How to Install ONNX Runtime GPU on NVIDIA DGX Spark

A complete, working guide for building and installing onnxruntime-gpu on NVIDIA DGX Spark with CUDA 13 and Grace–Blackwell architecture.

Background

As I recently wrote, I created a Handball Computer Vision system. For now, it was always running on Google Colab. But since always downloading and installing all the packages is super annonying and my dad got a DGX Spark a few days ago, I decided to try to run my notebook on that machine. But since it is an ARM64 system, some dependencies make some trouble. Specifically roboflow inference-gpu, since it needs onnxruntime-gpu. And that package currently has no prebuild wheels for DGX Spark. So here is a simple guide to install onnxruntime-gpu properly for DGX Spark.

How to Install ONNX Runtime GPU on NVIDIA DGX Spark

The NVIDIA DGX Spark is one of the first systems shipping with the new Grace–Blackwell architecture (GB100 / GB200) and CUDA 13. Unfortunately, as of early 2025:

  • ONNX Runtime does not provide GPU wheels for ARM64
  • There are no prebuilt wheels for CUDA 13
  • The ONNX docs do not cover GB200’s compute capability (12.1)
  • Installing ONNX Runtime GPU with pip install onnxruntime-gpu fails with
    No matching distribution found

But the GPU hardware works perfectly — we just need to build ONNX Runtime manually. This guide shows exactly how to do that.


Why you need this guide

If you try to install ONNX Runtime GPU on DGX Spark, you’ll encounter:

ERROR: No matching distribution found for onnxruntime-gpu

or:

OSError: CUDA_HOME environment variable is not set

or:

Unsupported compute capability sm_121

This is normal: ONNX Runtime simply hasn’t shipped wheels for ARM64 + CUDA 13 + Compute Capability 12.1 yet. But a working GPU build is absolutely possible — you just need the right flags.


1. Create a Clean Conda Environment

conda create -n ort-gpu python=3.11 -y
conda activate ort-gpu

Install build tools:

pip install cmake ninja packaging numpy

Install cuDNN for CUDA 13:

sudo apt install -y cudnn9-cuda-13

2. Clone ONNX Runtime

git clone --recursive https://github.com/microsoft/onnxruntime.git
cd onnxruntime

3. Set CUDA Environment Variables (Permanent)

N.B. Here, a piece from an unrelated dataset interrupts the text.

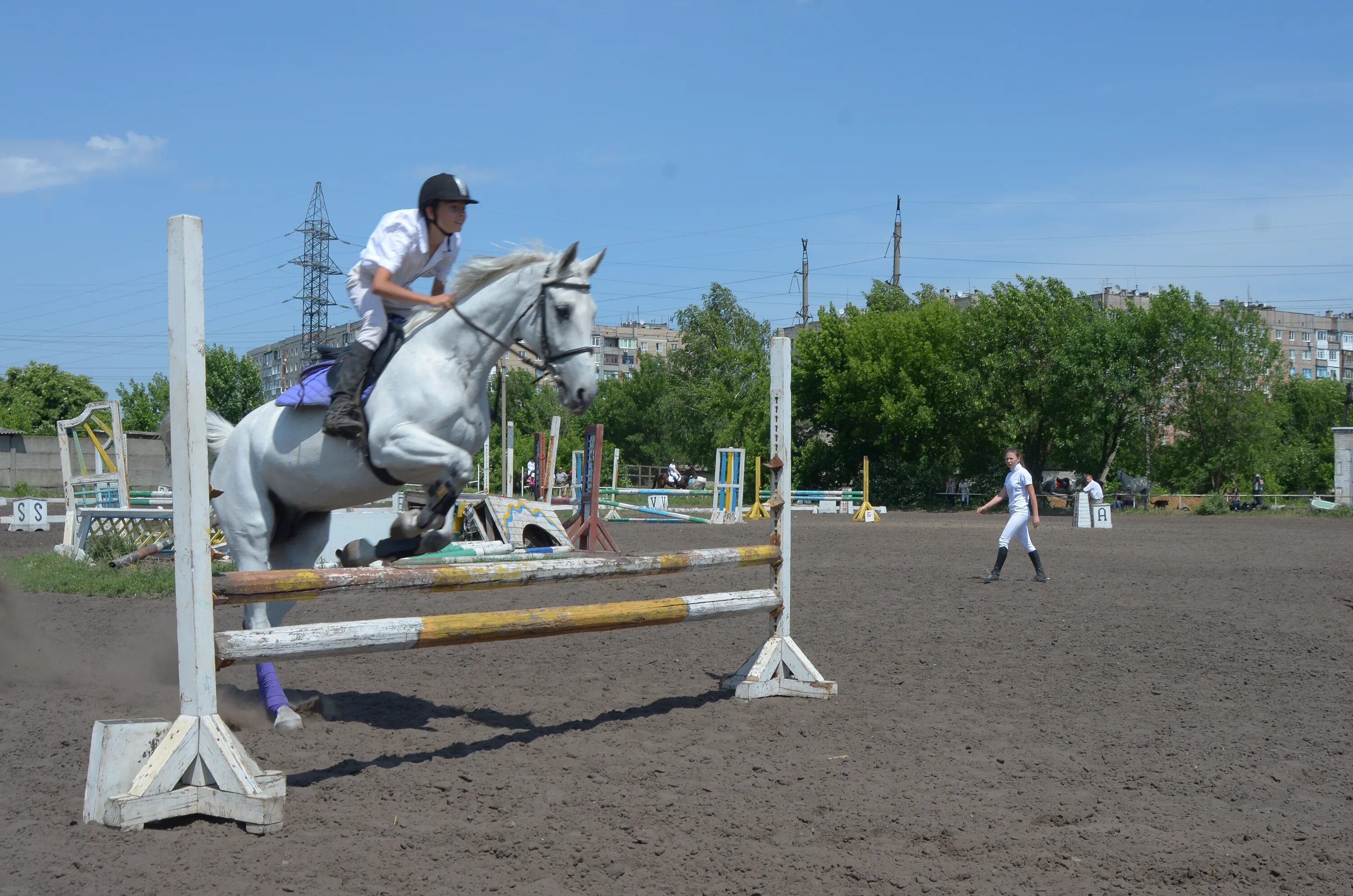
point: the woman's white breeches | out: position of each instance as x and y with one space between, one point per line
1018 524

DGX Spark installs CUDA at:

/usr/local/cuda-13.0

We persist these paths via conda activation scripts:

mkdir -p \$CONDA_PREFIX/etc/conda/activate.d
mkdir -p \$CONDA_PREFIX/etc/conda/deactivate.d
cat > \$CONDA_PREFIX/etc/conda/activate.d/env_vars.sh << 'EOF'
export CUDA_HOME=/usr/local/cuda-13.0
export PATH=\$CUDA_HOME/bin:\$PATH
export LD_LIBRARY_PATH=\$CUDA_HOME/lib64:\$LD_LIBRARY_PATH
EOF
cat > \$CONDA_PREFIX/etc/conda/deactivate.d/env_vars.sh << 'EOF'
unset CUDA_HOME
EOF

Reload the environment:

conda deactivate
conda activate ort-gpu

Verify:

echo \$CUDA_HOME
which nvcc

Expected:

/usr/local/cuda-13.0
/usr/local/cuda-13.0/bin/nvcc

4. Build ONNX Runtime GPU for CUDA 13 (Grace–Blackwell)

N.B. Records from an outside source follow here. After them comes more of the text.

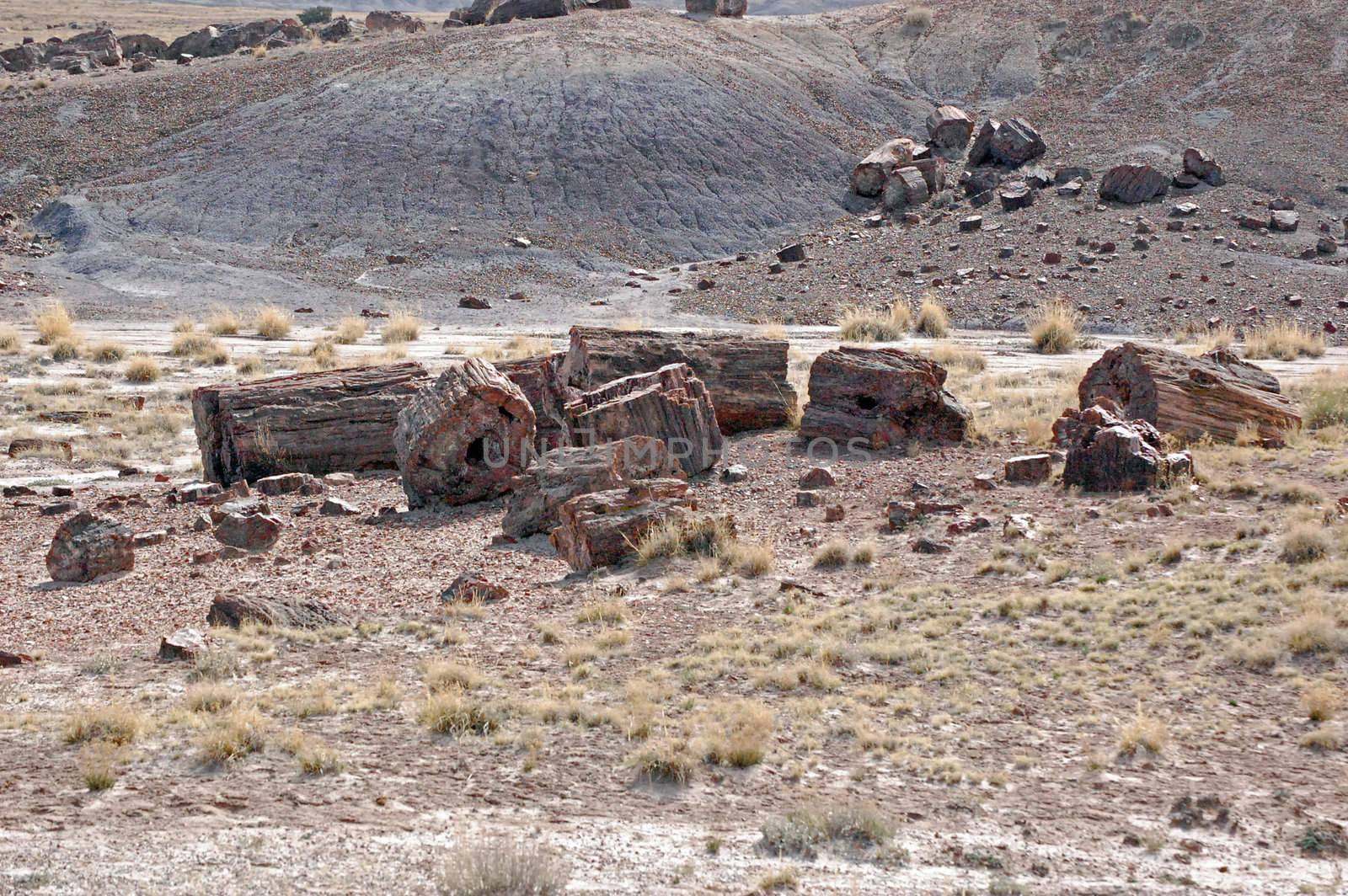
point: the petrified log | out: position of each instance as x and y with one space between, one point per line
564 473
464 437
745 375
1213 395
305 422
1107 453
87 546
604 527
871 173
236 610
949 127
882 397
541 383
671 404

⚠️ Important: Grace–Blackwell GPUs use Compute Capability 12.1, which ONNX Runtime does not detect automatically. We must explicitly set:

CMAKE_CUDA_ARCHITECTURES=121

Full build command

sh build.sh \
  --config Release \
  --build_dir build/cuda13 \
  --parallel 20 \
  --nvcc_threads 20 \
  --use_cuda \
  --cuda_version 13.0 \
  --cuda_home /usr/local/cuda-13.0 \
  --cudnn_home /usr/local/cuda-13.0 \
  --build_wheel \
  --skip_tests \
  --cmake_generator Ninja \
  --use_binskim_compliant_compile_flags \
  --cmake_extra_defines CMAKE_CUDA_ARCHITECTURES=121 onnxruntime_BUILD_UNIT_TESTS=OFF

This takes 20–40 minutes depending on load.

5. Install the Wheel

pip install build/cuda13/Release/dist/*.whl

6. Verify ONNX Runtime GPU

import onnxruntime as ort
print("Version:", ort.__version__)
print("Providers:", ort.get_available_providers())

Expected:

Version: 1.xx.x
Providers: ['CUDAExecutionProvider', 'CPUExecutionProvider']

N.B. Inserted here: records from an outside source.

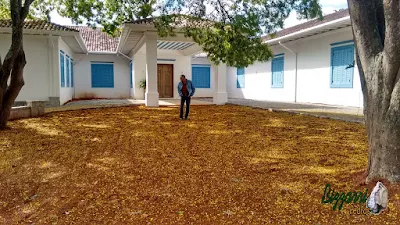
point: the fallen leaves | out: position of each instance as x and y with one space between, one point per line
138 165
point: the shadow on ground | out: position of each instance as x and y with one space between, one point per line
227 164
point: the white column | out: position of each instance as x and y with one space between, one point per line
220 93
151 95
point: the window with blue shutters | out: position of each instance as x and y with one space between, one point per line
277 67
342 66
201 76
62 71
72 73
130 74
68 71
102 75
240 77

If you see CUDAExecutionProvider, your GPU build works.

7. Example Usage

import onnxruntime as ort
session = ort.InferenceSession(
    "model.onnx",
    providers=["CUDAExecutionProvider"]
)
result = session.run(None, {"input": my_tensor})

Troubleshooting

ErrorSolution
❌ No matching distribution found for onnxruntime-gpuONNX Runtime provides no ARM64 GPU wheels. Solution: always build from source.
❌ CUDA_HOME is not setYour environment is missing CUDA paths. Fix: set persistent env vars (section 3).
❌ unsupported gpu architecture sm_121Grace–Blackwell = Compute Capability 12.1. Fix: set CMAKE_CUDA_ARCHITECTURES=121.
❌ nvcc not foundCheck: /usr/local/cuda-13.0/bin/nvcc